Delta Sharing
/tldr: Securely sharing data across clouds, platforms, and organizations with zero copies.
1. What is Delta Sharing?
Delta Sharing is an open protocol developed by Databricks for secure data sharing. Its primary goal is to allow data providers to share data with consumers, regardless of which cloud platform (AWS, Azure, GCP) or compute platform (Databricks, Snowflake, Redshift, etc.) they use.
The "No-Copy" Principle
Unlike traditional data sharing methods that require creating and moving data copies (which increases storage costs and staleness), Delta Sharing enables **direct, live access** to the source data in the provider's cloud storage.
- **Zero ETL:** Eliminates the need for Extract, Transform, Load processes just for sharing.
- **Freshness:** Consumers always see the latest data updates from the provider's Delta Table.
- **Security:** All access is governed by the provider's cloud storage security policies and Delta Sharing authentication.
2. Sharing Components and Workflow
Share
A named collection of tables, schemas, or notebooks that the provider wishes to share.
CREATE SHARE eu_sales_share;
ALTER SHARE eu_sales_share ADD TABLE sales_db.europe_data;
Recipient
Represents the consumer organization. It contains the credentials used to access the shared data.
CREATE RECIPIENT analytics_corp;
-- Generates a credentials activation link
Grant
The explicit link between a Share and a Recipient, activating access.
GRANT SELECT ON SHARE eu_sales_share TO RECIPIENT analytics_corp;
The Recipient downloads a **credentials file** (a JSON file) which contains the endpoint and token necessary to authenticate with the provider's sharing server.
3. Accessing Shared Data on the Consumer Side
Because Delta Sharing is an open standard, any system with a Delta Sharing connector can consume the data.
A. Python / Pandas Integration
Data scientists often use the **`delta-sharing` Python client** to query the shared data directly into a Pandas DataFrame.
Python Example (using Pandas)
# 1. Install the client
# pip install delta-sharing
# 2. Import and create the client, using the downloaded credentials file
from delta_sharing import SharingClient
profile_file = "/path/to/analytics_corp.share"
client = SharingClient(profile_file)
# 3. List the shared tables
client.list_all_tables()
# 4. Load a shared table directly into a Pandas DataFrame
data_url = f"{profile_file}#sales_db.europe_data"
df = delta_sharing.load_as_pandas(data_url)
print(df.head())
B. Power BI and BI Tools
Power BI, Tableau, and other popular BI tools have native connectors.

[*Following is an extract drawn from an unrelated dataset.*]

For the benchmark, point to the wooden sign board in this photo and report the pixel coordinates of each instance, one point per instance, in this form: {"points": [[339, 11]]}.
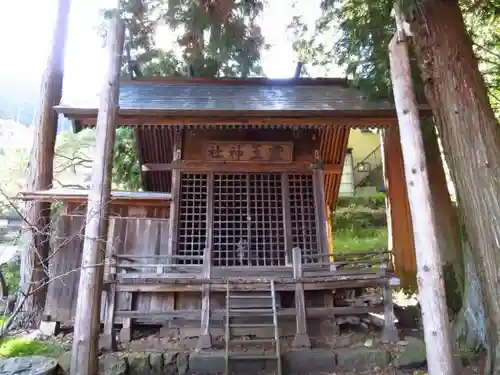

The user simply provides the URL from the credentials file, and the tool can treat the shared tables as a live data source.
- **Integration:** Uses the credentials file (`.share`) to establish a connection.
- **Live Querying:** Power BI can use DirectQuery mode, querying the shared data on demand without importing a copy.
C. Cross-Cloud & Cross-Platform
The consumer is not limited to Databricks. They can use the open protocol client in Spark, cloud data warehouses, or local applications, achieving true interoperability.
Delta Sharing makes data sharing an API call, not a data transfer.